U.S. director Steven Soderbergh's "Behind the Candelabra" starring Michael Douglas as pianist Liberace was an opulent, rhinestone-encrusted spectacle while the most unabashedly political film this year was director Jia Zhangke's critical look at modern China, "A Touch of Sin".

Polanski, whose 1974 film "Chinatown" established him as one of the world's great directors, remains controversial after his 1977 flight from the United States after serving time for unlawful sexual intercourse with a 13-year-old girl.

ROLE REVERSAL

"Venus in Fur" stars Polanski's wife, Emmanuelle Seigner, as brash actress Vanda who crashes an audition to convince writer Thomas, played by Mathieu Amalric, to cast her as the lead in his new play.

Soon, the roles in the play are being acted out by Vanda and Thomas, and as the themes of domination and submission come into focus, roles become reversed and reality is blurred.

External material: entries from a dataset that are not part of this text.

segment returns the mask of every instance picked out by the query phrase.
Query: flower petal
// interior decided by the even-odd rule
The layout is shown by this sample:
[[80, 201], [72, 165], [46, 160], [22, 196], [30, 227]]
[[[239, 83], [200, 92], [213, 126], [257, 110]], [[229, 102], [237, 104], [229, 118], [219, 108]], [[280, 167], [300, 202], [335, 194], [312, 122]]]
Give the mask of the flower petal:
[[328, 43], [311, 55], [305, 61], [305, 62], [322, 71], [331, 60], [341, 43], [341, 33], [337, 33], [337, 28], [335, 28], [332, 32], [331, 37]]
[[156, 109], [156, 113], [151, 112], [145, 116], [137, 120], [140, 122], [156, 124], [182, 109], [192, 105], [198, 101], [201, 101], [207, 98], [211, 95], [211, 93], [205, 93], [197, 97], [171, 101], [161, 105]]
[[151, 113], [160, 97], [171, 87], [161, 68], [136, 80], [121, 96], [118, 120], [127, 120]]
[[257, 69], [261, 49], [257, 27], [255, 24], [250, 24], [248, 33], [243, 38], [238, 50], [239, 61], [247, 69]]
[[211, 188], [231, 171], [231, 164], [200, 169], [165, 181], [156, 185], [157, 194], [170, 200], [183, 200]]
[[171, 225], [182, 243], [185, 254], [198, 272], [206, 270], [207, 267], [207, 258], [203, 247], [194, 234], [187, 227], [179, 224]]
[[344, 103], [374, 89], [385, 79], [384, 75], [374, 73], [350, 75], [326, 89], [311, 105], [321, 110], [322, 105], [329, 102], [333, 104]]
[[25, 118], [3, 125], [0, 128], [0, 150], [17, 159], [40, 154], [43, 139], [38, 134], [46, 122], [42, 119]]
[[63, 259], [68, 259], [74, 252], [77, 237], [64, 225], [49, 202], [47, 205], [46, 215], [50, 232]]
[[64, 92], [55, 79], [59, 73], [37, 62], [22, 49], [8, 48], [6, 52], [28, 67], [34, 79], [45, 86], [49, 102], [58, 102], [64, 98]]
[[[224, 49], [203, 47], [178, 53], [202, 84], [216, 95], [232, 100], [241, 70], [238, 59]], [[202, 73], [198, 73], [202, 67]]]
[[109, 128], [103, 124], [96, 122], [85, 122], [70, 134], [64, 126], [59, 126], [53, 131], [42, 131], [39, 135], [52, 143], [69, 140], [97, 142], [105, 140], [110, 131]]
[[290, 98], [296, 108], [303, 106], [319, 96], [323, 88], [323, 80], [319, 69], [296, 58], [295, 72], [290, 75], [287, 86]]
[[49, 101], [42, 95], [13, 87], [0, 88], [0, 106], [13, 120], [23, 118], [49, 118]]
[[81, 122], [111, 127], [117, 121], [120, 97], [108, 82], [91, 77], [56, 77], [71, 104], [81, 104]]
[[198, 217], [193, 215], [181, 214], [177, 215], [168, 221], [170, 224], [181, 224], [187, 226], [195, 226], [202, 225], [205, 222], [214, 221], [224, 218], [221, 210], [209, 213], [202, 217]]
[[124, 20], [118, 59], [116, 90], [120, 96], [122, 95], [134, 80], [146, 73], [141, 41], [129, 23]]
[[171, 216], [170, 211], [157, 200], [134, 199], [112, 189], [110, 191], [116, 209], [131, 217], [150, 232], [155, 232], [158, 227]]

The Guardian's Peter Bradshaw called Polanski's first French-language film a "playful if occasionally heavy-handed jeu d'?sprit on the subject of sexual role-play, the games we all play, illusion and reality, and directing as a sexual act."

Peppered with erudite literary references and infused with retro cool - blood is drunk from cordial glasses or frozen into popsicles - "Only Lovers Left Alive" is high on style but short on emotional depth as lovers Adam and Eve seek out type O negative blood and disparage humans as "zombies."

Starring Tom Hiddleston and Tilda Swinton, Variety's Leslie Felperin called it a "sweet but slight love story" that feels like "an in-joke intended only for select acolytes, who will probably love it with an undying passion."